A chanceler fez com que Sarkozy, que vinha defendendo uma maior atuação do BCE nos mercados da dívida, afirmasse após a reunião:
- O BCE não está em debate, e não há porque falar da instituição, porque ela é independente.
- Acreditamos em um euro forte, que seja visto como uma moeda estável em todo o mundo, e faremos o impossível para defendê-lo - afirmou Merkel, acrescentando que esta é a razão para reformar os tratados.
Para a chanceler, os problemas atuais se devem à "debilidade da construção política europeia". Merkel continuou inflexível em sua posição contrária aos eurobônus, que, afirmou, "igualariam as taxas de juros de todos os países, o que nos impediria de saber onde estão os problemas". Frente à firmeza da maior economia da Europa, França e Itália tiveram de ceder. Após a reunião, Monti afirmou que os três concordaram que "a prioridade é uma boa saúde da zona do euro".
- Podemos ser teimosos ou recuar - disse Sarkozy. - A França tem uma cultura e a Alemanha, outra, tentamos nos entender o melhor possível, e falo todos os dias com Merkel. Mas acham realmente que concordamos em tudo?
Bancos veem "nova recessão" na Europa
Mas os mercados não gostaram das declarações de Merkel. O retorno sobre os bônus de dez anos alemães atingiu 2,19% - há dois meses, estava em 1,64%, segundo a agência Bloomberg. Sua diferença para os títulos do Tesouro americano (1,88% ao ano) está no maior patamar em 30 meses, sinal de que os investidores estão se desfazendo dos papéis alemães, até há pouco considerados um porto seguro.
- O Titanic e a moeda única não podem continuar em sua forma atual - disse à Bloomberg Stuart Thomson, administrador de recursos da Ignis Asset Management.
A preocupação com a saúde da economia europeia foi reforçada ontem por um relatório do Instituto de Finanças Internacionais (IIF, na sigla em inglês), segundo o qual a situação na zona do euro piorou no último mês, recuando para "uma nova recessão". O IIF, associação que reúne cerca de 400 banqueiros, prevê que a economia europeia vai encolher 1% em 2012. No trimestre corrente, a retração será de 2%.
"A situação na zona do euro deu um forte giro negativo no mês passado.
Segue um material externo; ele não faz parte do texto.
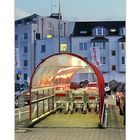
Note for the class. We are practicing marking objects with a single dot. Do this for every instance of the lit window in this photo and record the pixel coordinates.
(83, 32)
(25, 76)
(122, 31)
(104, 60)
(104, 45)
(113, 67)
(17, 77)
(60, 26)
(101, 60)
(25, 35)
(63, 47)
(43, 48)
(85, 46)
(123, 60)
(25, 63)
(122, 46)
(112, 30)
(113, 53)
(16, 37)
(99, 31)
(80, 46)
(49, 36)
(25, 49)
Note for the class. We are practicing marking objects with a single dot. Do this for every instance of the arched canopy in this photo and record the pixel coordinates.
(58, 69)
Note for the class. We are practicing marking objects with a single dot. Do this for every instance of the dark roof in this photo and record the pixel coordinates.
(99, 39)
(85, 28)
(121, 39)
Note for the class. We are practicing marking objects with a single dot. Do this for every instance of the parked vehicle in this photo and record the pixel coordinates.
(21, 89)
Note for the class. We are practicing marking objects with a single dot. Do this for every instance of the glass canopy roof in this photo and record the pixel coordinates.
(58, 69)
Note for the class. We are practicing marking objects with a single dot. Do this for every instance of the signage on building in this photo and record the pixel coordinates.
(17, 59)
(95, 55)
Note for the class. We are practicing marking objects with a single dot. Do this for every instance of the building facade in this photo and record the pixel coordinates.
(102, 43)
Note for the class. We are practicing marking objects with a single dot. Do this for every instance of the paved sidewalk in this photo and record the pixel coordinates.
(70, 134)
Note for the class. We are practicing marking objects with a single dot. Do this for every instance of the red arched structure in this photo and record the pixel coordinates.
(99, 76)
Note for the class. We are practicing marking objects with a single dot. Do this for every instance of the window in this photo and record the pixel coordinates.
(16, 37)
(85, 46)
(17, 77)
(113, 53)
(123, 60)
(80, 46)
(104, 45)
(25, 35)
(25, 63)
(113, 67)
(113, 30)
(25, 76)
(49, 24)
(122, 31)
(101, 60)
(60, 26)
(25, 49)
(100, 31)
(43, 48)
(63, 47)
(104, 60)
(122, 46)
(83, 32)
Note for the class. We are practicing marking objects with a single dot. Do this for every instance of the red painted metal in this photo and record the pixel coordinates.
(92, 66)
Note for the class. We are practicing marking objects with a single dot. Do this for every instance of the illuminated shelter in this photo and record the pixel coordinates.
(57, 71)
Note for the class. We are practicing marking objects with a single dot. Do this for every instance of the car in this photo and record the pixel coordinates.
(107, 89)
(21, 89)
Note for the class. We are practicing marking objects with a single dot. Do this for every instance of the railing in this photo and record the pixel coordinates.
(41, 106)
(104, 117)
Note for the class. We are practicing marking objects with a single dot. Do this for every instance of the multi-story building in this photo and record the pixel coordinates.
(102, 43)
(27, 31)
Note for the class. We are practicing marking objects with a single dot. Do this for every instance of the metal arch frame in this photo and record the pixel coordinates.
(99, 75)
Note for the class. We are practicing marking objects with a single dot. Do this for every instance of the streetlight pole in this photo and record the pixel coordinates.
(59, 27)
A economia entrou no que consideramos uma nova recessão", afirmou o IIF em um relatório sobre as perspectivas econômicas mundiais para 2011 e 2012. Segundo o instituto, essa nova recessão vai ampliar os déficits orçamentários e enfraquecer ainda mais os ativos financeiros na zona do euro.
A Alemanha, considerada o motor da economia da região, cresceu 0,5% entre junho e setembro, informou ontem o governo, acima do 0,3% registrado no trimestre anterior.
O IIF afirmou que o programa de redução da dívida grega "está espantando os investidores" e que vários países, inclusive a Itália, foram "dolorosamente lentos na hora de adotar reformas". Em posição contrária à de Merkel, ressaltou que só o BCE poderá oferecer um "apoio realista" nas próximas semanas. O relatório ainda alertou que "a debilidade na zona do euro pode estender-se ao resto do mundo".
A intransigência da chanceler alemã ainda foi alvo de críticas da revista "Economist" que chegou às bancas britânicas ontem. Esta diz que Merkel precisa decidir entre ameaçar economias com a exclusão do euro e tranquilizar os mercados prometendo salvar a moeda única, ou "vai descobrir que fizeram a escolha por ela".
Mas o sinal de que Merkel sairia vencedora da reunião de ontem veio antes mesmo de esta começar: o governo francês ofereceu como lanche aos cem jornalistas credenciados salsichas com repolho.